Aggiornamento delle 18:20: I manifestanti sono riusciti a raggiungere l’albero in cima al monte come annunciato. Tra gas lacrimigeni CS, pallottole di gomma e provocazioni poliziesche il corteo inizia lentamente a tornare a valle

 

“Noi abitanti della zona di Ierissos riuniti nell’assemblea popolare di martedì 31 luglio abbiamo deciso che scaleremo il monte Kakavos per difendere i boschi, l’acqua e la nostra vita”.
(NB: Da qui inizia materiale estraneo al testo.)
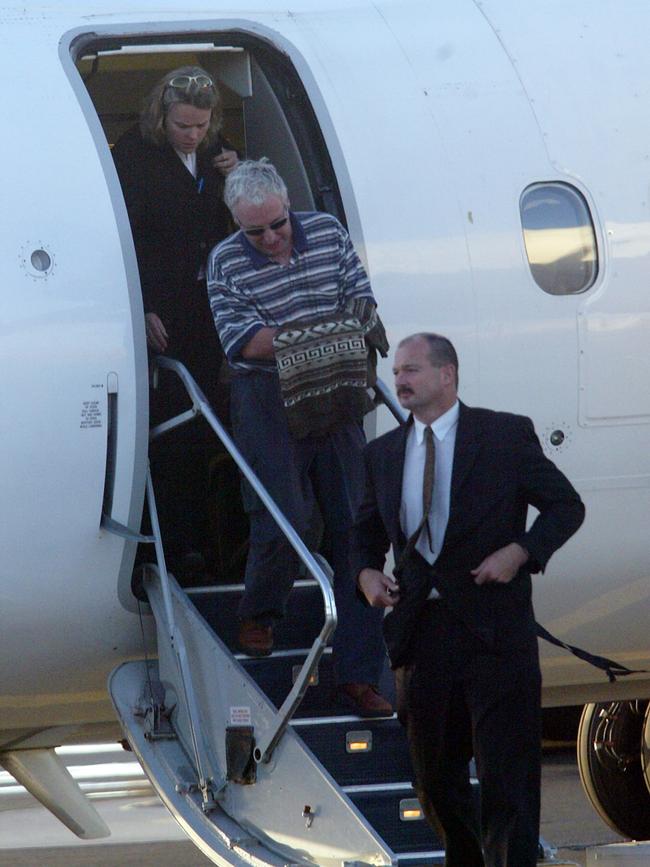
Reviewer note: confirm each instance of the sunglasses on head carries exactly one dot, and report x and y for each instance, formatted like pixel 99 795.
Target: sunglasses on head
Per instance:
pixel 259 230
pixel 184 82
Ed oggi 5 agosto la scalata è iniziata al grido di “si parla di utili e di perdite, noi parliamo di vite umane!”. E’ una della manifestazioni organizzate dal movimento NO Gold Mining che da anni nella penisola delle Calcidi si batte contro il progetto della Hellas Gold, agenzia satellite della canadese Eldorado Gold. Comprare le montagne, sottrarre le terre alla popolazione, devastare i boschi, inquinarne le acque e costruire una grande miniera d’oro è l’obiettivo che la Eldorado Gold (un nome un programma!) è determinata ad ottenere anche in barba alle flebili resistenze della legislazione locale e nazionale. La strategia politica è: “la miniera d’oro porterà lavoro!”, ma lo slogan non ha sortito l’effetto sperato: nessun consenso da queste parti ad un progetto che letteralmente ti ammazza di lavoro.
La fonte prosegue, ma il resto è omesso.